Irrelefante

Pessoas (i)

Ontem a gente se encontrou na rodoviária durante mais ou menos dez minutos. Tu tava com frio e se recusou, duas vezes, a pôr meu casaco. Acho que, nesses últimos meses que nos separamos, foi a maior mudança que pude reparar em ti. Durante os meses de abril até agosto, minhas flanelas eram também as tuas, durante nossas aulas, nossas idas ao cinema ou nossos almoços no Macropan.

A gente reviveu centenas de vezes, durante esses quatro anos, como começamos a conversar. Eu, irritado, troquei de lugar durante uma aula de matemática para atrás da tua classe. Quando o Zé fez alguma pergunta, o Ingo respondeu, eu resmunguei, tu resmungou de volta. Quem diria. Planejaríamos a morte do Ingo algumas dezenas de vezes depois desses resmungos, ele desapareceria, e nós comentaríamos que, claro, nossos planos deram certo. Esse foi nosso primeiro ano.

Até hoje lembro que passar aquelas tardes, antes do primeiro ano de Francês, ouvindo música e comentando sobre absolutamente tudo. Que saudade desse ócio, de nossas brigas que, invariavelmente, resultavam em algo meu atirado janela afora. Nossos deboches contínuos para nós mesmos, nossos livros compartilhados. Nossas opiniões conflitantes sobre filmes. Aquelas tardes eram eternas, e eram deliciosas. Deitar na mesona da sala quatro e ficar mirando o teto, discutindo sobre temas tão filosóficos quanto inúteis, naquele ano ajudou a tornar, pra nós dois, o IF como um segundo lar.

Os três anos seguintes, que incluiram idas a feiras, estadias noturnas no IF, jantas desastrosas, overdoses de doces, mais idas ao cinema, tombos espetaculares e guerras particulares sobre a qualidade de “O Jogo do Anjo”, foram uma jornada a parte nossa por aquela escola. Nós brigamos e retomamos do ponto que paramos. Distanciamos e voltamos, uma e duas e três vezes, ao convívio um do outro, até que, nesse fevereiro, acabou de vez.

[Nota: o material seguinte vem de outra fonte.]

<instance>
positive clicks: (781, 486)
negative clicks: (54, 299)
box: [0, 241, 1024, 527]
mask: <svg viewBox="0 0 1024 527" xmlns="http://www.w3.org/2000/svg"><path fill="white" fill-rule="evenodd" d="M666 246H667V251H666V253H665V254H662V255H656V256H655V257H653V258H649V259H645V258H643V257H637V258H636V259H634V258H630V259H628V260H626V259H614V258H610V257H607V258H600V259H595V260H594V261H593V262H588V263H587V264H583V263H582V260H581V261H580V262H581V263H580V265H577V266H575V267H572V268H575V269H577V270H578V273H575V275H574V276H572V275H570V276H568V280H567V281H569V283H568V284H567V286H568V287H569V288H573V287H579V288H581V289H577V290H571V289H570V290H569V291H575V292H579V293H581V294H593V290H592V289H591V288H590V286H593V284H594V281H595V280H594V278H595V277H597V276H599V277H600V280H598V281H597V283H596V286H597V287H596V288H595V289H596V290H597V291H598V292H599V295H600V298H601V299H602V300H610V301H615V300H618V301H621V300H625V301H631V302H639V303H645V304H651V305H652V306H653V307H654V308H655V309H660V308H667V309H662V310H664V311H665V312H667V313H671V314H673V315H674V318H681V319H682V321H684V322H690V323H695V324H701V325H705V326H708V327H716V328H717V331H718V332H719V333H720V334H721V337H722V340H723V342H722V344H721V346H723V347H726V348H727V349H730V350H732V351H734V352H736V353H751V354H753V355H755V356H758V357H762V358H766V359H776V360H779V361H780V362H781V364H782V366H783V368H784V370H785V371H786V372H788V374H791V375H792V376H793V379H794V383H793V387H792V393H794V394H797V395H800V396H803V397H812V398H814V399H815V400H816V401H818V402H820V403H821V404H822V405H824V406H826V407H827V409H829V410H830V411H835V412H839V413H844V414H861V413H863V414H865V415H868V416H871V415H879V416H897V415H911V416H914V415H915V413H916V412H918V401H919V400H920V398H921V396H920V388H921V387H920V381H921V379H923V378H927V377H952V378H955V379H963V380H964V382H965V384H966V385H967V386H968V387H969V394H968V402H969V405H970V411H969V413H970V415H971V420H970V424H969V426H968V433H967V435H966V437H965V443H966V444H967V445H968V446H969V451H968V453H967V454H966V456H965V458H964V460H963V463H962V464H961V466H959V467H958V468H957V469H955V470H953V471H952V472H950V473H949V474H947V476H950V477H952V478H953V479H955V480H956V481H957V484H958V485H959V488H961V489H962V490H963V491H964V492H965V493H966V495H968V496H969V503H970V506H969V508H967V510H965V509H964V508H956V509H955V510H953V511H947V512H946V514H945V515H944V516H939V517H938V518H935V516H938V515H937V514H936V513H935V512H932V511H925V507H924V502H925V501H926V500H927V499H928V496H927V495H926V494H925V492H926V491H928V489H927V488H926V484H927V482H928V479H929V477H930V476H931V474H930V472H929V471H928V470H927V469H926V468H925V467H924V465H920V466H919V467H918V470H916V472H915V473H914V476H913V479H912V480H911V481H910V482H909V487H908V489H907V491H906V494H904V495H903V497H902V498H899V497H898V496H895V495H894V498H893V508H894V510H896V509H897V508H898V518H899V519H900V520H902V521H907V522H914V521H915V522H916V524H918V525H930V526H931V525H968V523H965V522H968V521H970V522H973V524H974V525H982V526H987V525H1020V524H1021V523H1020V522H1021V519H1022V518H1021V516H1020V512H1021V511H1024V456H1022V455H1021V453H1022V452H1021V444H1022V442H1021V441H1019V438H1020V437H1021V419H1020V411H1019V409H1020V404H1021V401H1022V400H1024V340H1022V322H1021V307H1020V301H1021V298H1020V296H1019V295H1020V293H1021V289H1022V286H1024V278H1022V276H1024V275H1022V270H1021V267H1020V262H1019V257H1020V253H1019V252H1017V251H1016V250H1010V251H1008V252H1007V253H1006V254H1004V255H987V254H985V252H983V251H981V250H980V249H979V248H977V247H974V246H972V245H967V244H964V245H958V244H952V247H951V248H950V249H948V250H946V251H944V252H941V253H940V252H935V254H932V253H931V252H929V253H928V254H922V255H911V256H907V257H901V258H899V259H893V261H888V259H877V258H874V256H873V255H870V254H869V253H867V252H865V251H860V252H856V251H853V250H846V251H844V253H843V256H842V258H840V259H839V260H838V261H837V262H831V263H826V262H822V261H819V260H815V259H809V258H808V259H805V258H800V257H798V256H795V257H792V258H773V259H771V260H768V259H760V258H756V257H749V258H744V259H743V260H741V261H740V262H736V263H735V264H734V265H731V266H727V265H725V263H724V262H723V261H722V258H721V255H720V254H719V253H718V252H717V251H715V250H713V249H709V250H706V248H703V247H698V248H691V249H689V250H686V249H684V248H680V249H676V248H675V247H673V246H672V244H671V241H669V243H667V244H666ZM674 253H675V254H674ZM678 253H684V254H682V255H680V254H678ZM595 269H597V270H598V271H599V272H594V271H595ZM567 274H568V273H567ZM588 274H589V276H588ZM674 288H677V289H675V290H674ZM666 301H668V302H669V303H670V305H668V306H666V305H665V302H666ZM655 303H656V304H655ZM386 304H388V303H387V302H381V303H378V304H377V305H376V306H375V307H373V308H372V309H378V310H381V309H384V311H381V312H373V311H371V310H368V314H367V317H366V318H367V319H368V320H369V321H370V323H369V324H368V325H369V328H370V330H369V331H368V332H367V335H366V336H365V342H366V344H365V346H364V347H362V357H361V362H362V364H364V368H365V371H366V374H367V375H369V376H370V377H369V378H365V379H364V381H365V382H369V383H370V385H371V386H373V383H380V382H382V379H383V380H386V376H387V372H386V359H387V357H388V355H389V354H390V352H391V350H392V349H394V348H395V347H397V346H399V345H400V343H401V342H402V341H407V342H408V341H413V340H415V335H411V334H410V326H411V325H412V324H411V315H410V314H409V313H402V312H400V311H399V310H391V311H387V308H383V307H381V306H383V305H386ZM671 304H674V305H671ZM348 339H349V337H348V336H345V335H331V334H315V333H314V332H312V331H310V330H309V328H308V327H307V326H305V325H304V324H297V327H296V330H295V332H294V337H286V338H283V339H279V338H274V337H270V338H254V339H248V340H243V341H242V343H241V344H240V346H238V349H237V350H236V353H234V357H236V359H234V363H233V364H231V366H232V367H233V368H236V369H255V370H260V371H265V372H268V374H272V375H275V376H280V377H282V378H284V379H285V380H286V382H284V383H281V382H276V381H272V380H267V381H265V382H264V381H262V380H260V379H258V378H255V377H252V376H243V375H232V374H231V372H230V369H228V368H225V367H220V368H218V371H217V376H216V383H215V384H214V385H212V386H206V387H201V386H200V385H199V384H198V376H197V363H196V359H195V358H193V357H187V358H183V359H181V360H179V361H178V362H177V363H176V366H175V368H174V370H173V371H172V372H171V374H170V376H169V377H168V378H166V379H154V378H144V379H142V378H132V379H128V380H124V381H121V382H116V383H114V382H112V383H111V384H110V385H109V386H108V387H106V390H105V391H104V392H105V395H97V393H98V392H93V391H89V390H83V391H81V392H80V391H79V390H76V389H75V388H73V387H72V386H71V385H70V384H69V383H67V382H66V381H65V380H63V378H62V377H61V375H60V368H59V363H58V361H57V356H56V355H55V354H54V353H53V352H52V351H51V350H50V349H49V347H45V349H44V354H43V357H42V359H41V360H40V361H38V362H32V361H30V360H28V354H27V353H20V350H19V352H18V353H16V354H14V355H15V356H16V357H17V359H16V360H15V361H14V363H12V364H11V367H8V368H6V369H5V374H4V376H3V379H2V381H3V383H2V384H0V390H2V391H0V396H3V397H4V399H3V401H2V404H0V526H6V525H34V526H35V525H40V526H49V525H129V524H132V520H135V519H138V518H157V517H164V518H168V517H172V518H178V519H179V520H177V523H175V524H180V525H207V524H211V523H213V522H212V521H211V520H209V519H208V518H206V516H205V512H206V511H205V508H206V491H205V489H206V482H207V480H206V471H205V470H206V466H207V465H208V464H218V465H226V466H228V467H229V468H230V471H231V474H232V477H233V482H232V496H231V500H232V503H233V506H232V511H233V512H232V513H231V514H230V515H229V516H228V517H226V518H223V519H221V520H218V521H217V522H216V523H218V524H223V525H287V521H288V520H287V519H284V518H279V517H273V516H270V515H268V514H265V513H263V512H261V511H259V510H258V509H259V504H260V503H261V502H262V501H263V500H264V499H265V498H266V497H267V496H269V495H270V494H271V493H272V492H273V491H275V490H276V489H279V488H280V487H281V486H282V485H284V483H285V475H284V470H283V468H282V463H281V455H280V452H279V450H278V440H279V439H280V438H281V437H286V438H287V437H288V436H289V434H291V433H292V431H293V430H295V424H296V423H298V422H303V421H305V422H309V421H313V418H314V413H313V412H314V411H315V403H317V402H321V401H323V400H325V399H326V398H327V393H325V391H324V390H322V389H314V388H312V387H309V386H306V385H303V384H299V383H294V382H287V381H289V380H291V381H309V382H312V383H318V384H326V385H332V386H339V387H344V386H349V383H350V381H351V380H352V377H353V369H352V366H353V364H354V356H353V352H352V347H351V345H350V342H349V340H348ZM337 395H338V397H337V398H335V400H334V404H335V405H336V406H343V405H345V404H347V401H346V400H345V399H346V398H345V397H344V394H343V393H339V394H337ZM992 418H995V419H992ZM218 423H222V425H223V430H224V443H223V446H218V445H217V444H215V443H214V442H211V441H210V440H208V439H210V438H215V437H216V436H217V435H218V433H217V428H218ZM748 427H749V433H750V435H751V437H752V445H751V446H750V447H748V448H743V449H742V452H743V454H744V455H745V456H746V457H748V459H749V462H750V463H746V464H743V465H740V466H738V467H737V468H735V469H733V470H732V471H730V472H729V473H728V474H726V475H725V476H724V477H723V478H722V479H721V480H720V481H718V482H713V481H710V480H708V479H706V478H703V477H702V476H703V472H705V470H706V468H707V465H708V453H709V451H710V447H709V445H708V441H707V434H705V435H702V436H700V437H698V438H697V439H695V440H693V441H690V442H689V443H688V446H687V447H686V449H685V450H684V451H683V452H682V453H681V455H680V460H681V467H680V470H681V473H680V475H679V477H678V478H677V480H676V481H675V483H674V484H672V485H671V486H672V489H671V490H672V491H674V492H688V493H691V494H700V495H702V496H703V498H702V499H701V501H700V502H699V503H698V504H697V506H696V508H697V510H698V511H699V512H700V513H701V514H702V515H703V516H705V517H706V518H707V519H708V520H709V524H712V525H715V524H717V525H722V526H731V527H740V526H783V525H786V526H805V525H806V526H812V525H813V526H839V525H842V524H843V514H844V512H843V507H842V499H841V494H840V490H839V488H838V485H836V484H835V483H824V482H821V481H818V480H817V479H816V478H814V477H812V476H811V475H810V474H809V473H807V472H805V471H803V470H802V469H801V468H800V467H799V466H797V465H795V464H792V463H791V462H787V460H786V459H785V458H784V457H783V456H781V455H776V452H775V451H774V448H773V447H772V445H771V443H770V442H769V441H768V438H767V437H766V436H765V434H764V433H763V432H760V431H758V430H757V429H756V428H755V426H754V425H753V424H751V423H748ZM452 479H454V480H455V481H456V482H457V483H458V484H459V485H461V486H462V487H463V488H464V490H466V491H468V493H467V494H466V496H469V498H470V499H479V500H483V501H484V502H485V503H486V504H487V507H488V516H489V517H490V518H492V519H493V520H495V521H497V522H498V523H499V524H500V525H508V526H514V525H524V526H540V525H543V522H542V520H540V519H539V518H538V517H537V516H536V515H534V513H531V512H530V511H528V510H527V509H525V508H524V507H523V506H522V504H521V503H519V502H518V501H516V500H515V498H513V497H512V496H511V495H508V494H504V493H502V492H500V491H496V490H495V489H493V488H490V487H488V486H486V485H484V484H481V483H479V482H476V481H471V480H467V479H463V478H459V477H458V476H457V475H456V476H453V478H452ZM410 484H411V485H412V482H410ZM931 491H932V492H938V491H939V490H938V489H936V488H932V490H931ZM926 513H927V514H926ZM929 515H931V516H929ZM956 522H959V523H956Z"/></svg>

A gente ainda se encontra pra jantar uma ou duas vezes por mês, a gente ainda se fala quase todos os dias pelo Facebook, mas eu sinto uma falta tremenda de, às 7h45 (porque tu nunca chegava na hora), ouvir tu reclamando enquanto arrasta a tua mesa pra perto da minha, da Aldry, da Fernanda e do Yan, pra mais uma aula de matemática, ou de física, ou de LP3. Sinto falta de te derrubar, na frente de toda a escola, no horário de saída, e ter o incrível feito de cair junto. Ou de te buscar, durante a aula de PI, pra tomarmos um café (porque JavaScript nos três primeiros períodos de quarta-feira matavam qualquer um).

Talvez a gente não vá mais ter esse convívio diário; talvez, por ironia do destino, a gente vá. Talvez o tempo nos distancie, ou talvez não. Eu não mando nisso, eu não posso controlar isso. E nem tu. Mas eu vou lembrar sempre de que tu toma café com leite porque te ensinei a comer um chocolate antes, pra ficar mais saboroso; e que tu vai olhar pra tua estante, ver aquele volume velho, amassado e sujo de café de “A Sombra do Vento”, e vai lembrar que um amigo, lá atrás, que durante quatro anos brigou, brincou, caiu e se divertiu contigo, te apresentou o jovem Daniel Sempere e que, naquelas ruas da Barcelona do Zafón, nós encontramos uma amizade.

Talvez, lá pra frente, a gente tenha que se reencontrar e conversar através de “A Sombra do Vento”. Talvez não. Seja o que for, valeu muito a pena ter descoberto, na Marciele daquele primeiro ano do IF, uma amizade que realmente valeu toda a viagem.